Asbestos in Australia: a brief overview
Asbestos was mined, imported and used widely in Australian construction until bans came in — partial from the mid-1980s and a full ban at the end of 2003. Because it was used for so long and in so many products, plenty of it is still in place across the country today.
The ‘miracle mineral’ that went everywhere
Asbestos was prized for being strong, flexible, heat- and fire-resistant, a good insulator — and cheap. From around the 1920s through to the 1980s it went into an enormous range of building products, most commonly asbestos-cement sheeting (“fibro”). Up to 90% of the asbestos used here went into building products, especially cement materials.
The scale was huge. Through the post-war building boom, a large share of new housing used asbestos cement — by some accounts about a quarter of all new Australian housing up to the 1960s was clad in it, and the great majority of homes built before the late 1970s contained asbestos products of some kind.
How the ban came in
Recognition of the health risks led to staged bans — partial restrictions from the mid-1980s, then a complete national ban on 31 December 2003 covering the manufacture, import, supply and use of all six types of asbestos. It became illegal to sell, supply, import, install, store or re-use asbestos-containing materials.
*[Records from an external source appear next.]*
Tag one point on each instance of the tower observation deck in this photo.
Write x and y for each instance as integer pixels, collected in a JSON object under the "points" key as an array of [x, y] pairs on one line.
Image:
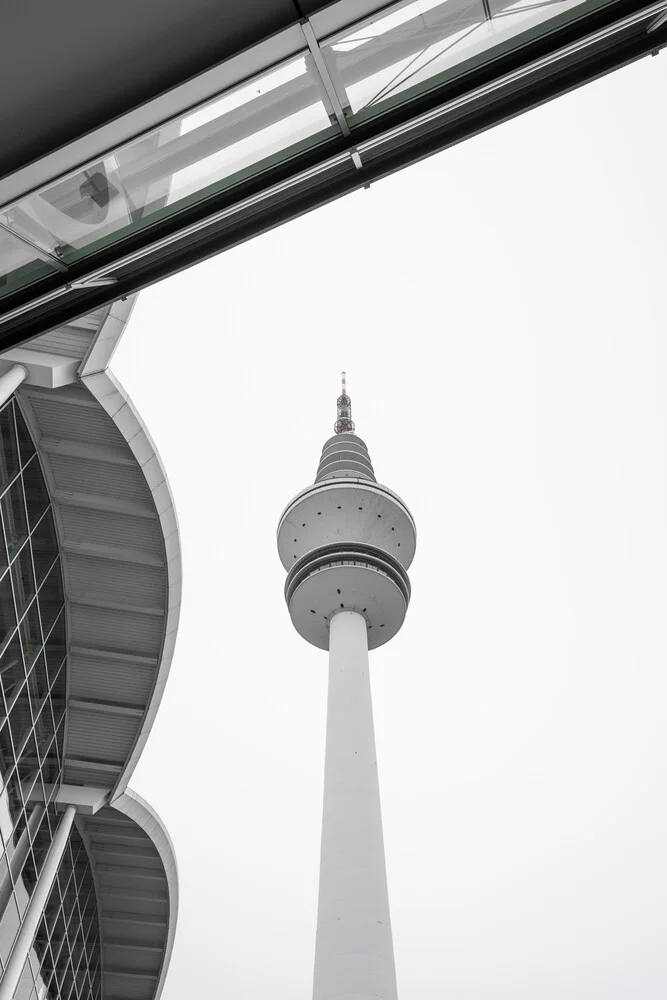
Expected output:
{"points": [[347, 543]]}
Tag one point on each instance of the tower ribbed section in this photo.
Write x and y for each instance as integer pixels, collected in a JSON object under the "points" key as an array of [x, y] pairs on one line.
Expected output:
{"points": [[347, 543], [345, 456]]}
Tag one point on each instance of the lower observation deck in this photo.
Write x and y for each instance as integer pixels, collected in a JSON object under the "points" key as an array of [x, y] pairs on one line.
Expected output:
{"points": [[329, 103]]}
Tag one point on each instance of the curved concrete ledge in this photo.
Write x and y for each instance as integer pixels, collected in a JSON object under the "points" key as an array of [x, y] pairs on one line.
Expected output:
{"points": [[136, 880]]}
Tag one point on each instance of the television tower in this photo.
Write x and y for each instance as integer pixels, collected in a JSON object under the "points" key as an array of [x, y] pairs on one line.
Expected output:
{"points": [[347, 542]]}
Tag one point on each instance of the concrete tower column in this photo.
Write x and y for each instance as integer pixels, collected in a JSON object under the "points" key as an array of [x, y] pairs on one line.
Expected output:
{"points": [[354, 957], [38, 900], [347, 543]]}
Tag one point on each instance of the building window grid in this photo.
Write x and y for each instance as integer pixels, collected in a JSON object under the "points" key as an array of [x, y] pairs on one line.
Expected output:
{"points": [[32, 742], [68, 938]]}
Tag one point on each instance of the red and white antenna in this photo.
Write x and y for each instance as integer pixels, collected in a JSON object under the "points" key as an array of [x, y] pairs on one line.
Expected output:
{"points": [[344, 424]]}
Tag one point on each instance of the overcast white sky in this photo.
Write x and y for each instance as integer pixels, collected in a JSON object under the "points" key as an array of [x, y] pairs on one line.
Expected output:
{"points": [[500, 312]]}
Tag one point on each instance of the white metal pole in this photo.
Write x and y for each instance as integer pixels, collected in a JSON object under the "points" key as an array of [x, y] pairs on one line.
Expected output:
{"points": [[354, 955], [11, 380], [17, 859], [38, 900]]}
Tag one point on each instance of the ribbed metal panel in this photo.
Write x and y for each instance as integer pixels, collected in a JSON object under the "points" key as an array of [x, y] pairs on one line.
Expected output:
{"points": [[66, 340], [129, 855], [91, 321], [110, 735], [57, 419], [345, 456], [144, 586], [118, 956], [129, 988], [92, 677], [104, 528], [149, 935], [117, 631], [154, 905], [99, 478], [142, 879], [99, 778]]}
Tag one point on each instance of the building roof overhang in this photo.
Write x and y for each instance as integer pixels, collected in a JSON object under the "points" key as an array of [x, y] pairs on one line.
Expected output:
{"points": [[119, 543], [171, 127], [136, 879]]}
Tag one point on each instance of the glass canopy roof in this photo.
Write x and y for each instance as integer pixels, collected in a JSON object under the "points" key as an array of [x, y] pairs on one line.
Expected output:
{"points": [[324, 97]]}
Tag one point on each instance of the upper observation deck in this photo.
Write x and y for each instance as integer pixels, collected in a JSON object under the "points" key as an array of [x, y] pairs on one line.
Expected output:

Crucially, the ban applies to new asbestos. It does not require the removal of asbestos already installed before that date — which is exactly why so much remains in buildings today.
Why it’s still a problem
Despite the ban, asbestos is still common in older buildings — the ASEA estimates it’s present in around 1 in 3 Australian homes [1]. If a home was built or renovated before 1990, there’s a good chance it contains asbestos cement somewhere: ceilings, internal and external cladding, eaves, wet areas and fences are typical spots.
While it’s intact and undisturbed, that asbestos generally poses a low immediate risk. The danger appears when material deteriorates with age, or is damaged, cut or disturbed — releasing fibres into the air. That’s why, decades after the ban, testing before you renovate or buy an older property is still the sensible first step.